Lash Lightning is a superhero who first appeared in Sure-Fire Comics #1 (June 1940) from Ace Comics, which was renamed Lightning Comics with issue #4 to take advantage of the new character's popularity. Originally called Flash Lightning, the character's name was changed to Lash Lightning in issue #7 to avoid confusion with DC Comics' the Flash.

Lightning Comics ended with issue #13 in June 1942. In this final issue, he was joined by a sidekick, Lightning Girl.

Lash also appeared in issues #1 to 22 (Sept 1941 – March 1946) of the Ace title Four Favorites; about halfway through this run the "Lash" was dropped and he was simply named Lightning. Lightning Girl joined him in issue #6.

==Fictional biography==
===Ace===
In 1940, explorer Robert Morgan is delving into an Egyptian pyramid when he encounters an ancient mystic called The Old Man of the Pyramids. The mystic teaches Morgan ancient secrets, and gives him the Amulet of Annihilation, on the condition that he uses his powers to fight evil.

Morgan's powers include super-strength, super-speed, flight, the ability to generate electricity and radiate "lightning heat" and a measure of invulnerability (e.g., he can contain the explosion of a grenade with his bare hands); his powers can be recharged by electricity.
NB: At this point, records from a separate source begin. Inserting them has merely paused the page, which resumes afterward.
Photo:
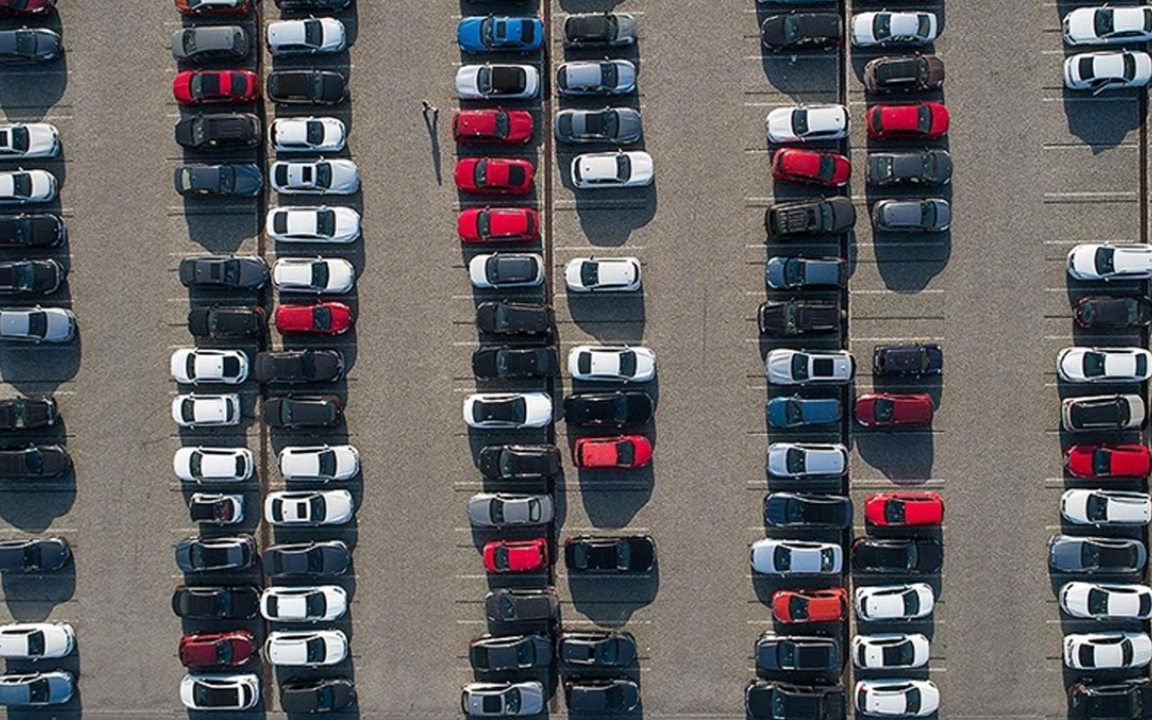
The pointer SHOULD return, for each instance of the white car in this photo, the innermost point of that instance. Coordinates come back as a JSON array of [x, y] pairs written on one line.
[[213, 464], [206, 410], [1105, 507], [313, 275], [309, 604], [324, 463], [897, 698], [1108, 25], [777, 556], [29, 139], [1106, 601], [800, 368], [885, 28], [1104, 364], [631, 168], [508, 410], [891, 651], [881, 603], [205, 365], [1107, 70], [35, 641], [308, 135], [803, 460], [603, 274], [305, 648], [1106, 262], [220, 691], [1107, 651], [313, 225], [621, 363], [309, 508], [315, 35], [801, 123], [315, 177]]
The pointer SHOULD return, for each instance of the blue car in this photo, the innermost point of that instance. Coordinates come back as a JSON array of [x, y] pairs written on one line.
[[493, 35]]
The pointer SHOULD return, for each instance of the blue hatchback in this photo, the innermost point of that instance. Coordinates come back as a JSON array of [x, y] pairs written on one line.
[[493, 35]]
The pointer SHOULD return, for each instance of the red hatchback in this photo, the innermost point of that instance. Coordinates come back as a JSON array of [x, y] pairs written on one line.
[[886, 409], [516, 555], [903, 509], [1099, 461], [217, 649], [485, 225], [830, 169], [915, 121], [622, 452], [492, 127], [494, 175], [826, 605], [324, 318], [211, 86]]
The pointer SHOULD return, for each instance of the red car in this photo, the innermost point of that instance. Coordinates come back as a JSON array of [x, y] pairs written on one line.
[[903, 509], [483, 225], [827, 605], [217, 649], [1098, 461], [830, 169], [326, 318], [492, 127], [494, 175], [209, 86], [516, 555], [884, 409], [622, 452], [915, 121]]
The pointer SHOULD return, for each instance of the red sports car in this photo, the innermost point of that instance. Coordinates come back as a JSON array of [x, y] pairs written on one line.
[[622, 452], [484, 225], [516, 555], [883, 409], [827, 605], [830, 169], [327, 318], [217, 649], [1098, 461], [494, 175], [915, 121], [903, 509], [498, 127], [209, 86]]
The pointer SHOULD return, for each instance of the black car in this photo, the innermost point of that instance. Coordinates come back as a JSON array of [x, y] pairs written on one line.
[[224, 271], [300, 366], [307, 86], [802, 31], [33, 554], [609, 553], [508, 363], [777, 700], [217, 603], [317, 695], [32, 230], [800, 317], [317, 558], [225, 180], [301, 411], [609, 410], [503, 318], [219, 131], [493, 653], [35, 461], [801, 509], [226, 321]]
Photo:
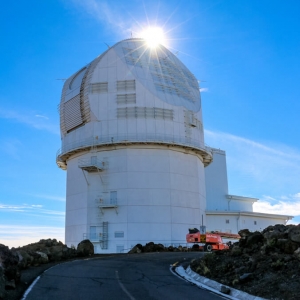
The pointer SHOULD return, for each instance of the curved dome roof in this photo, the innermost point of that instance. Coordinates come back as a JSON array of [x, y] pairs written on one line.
[[161, 72]]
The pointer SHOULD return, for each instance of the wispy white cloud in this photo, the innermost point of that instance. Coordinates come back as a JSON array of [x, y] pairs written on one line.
[[15, 235], [285, 205], [11, 147], [111, 16], [203, 90], [41, 116], [30, 209], [30, 119], [49, 197]]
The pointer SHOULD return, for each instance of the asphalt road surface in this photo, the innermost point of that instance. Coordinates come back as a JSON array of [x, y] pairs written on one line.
[[134, 277]]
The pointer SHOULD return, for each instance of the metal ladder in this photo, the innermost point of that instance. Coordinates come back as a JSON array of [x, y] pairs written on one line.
[[104, 241]]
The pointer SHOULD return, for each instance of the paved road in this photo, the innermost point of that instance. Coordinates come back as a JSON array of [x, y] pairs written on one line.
[[134, 277]]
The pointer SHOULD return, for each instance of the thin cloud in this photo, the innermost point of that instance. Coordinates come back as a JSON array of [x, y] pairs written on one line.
[[40, 123], [50, 197], [16, 236], [12, 148], [290, 206], [41, 116], [203, 90], [30, 209], [105, 14]]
Returning to the United States, Morgan dons a costume and changes his name to Lash Lightning (as opposed to maintaining a secret identity). His emblem is a triangle with a thunderbolt emerging from each of its three sides.

His early foes include the Mummy, an insane college professor wrapped in bandages infused with radium, and the mad scientist Mastermind. His recurring villains also include a werewolf, the zombie-raising Dr. Diablo, and the Maestro, who wears a bee costume.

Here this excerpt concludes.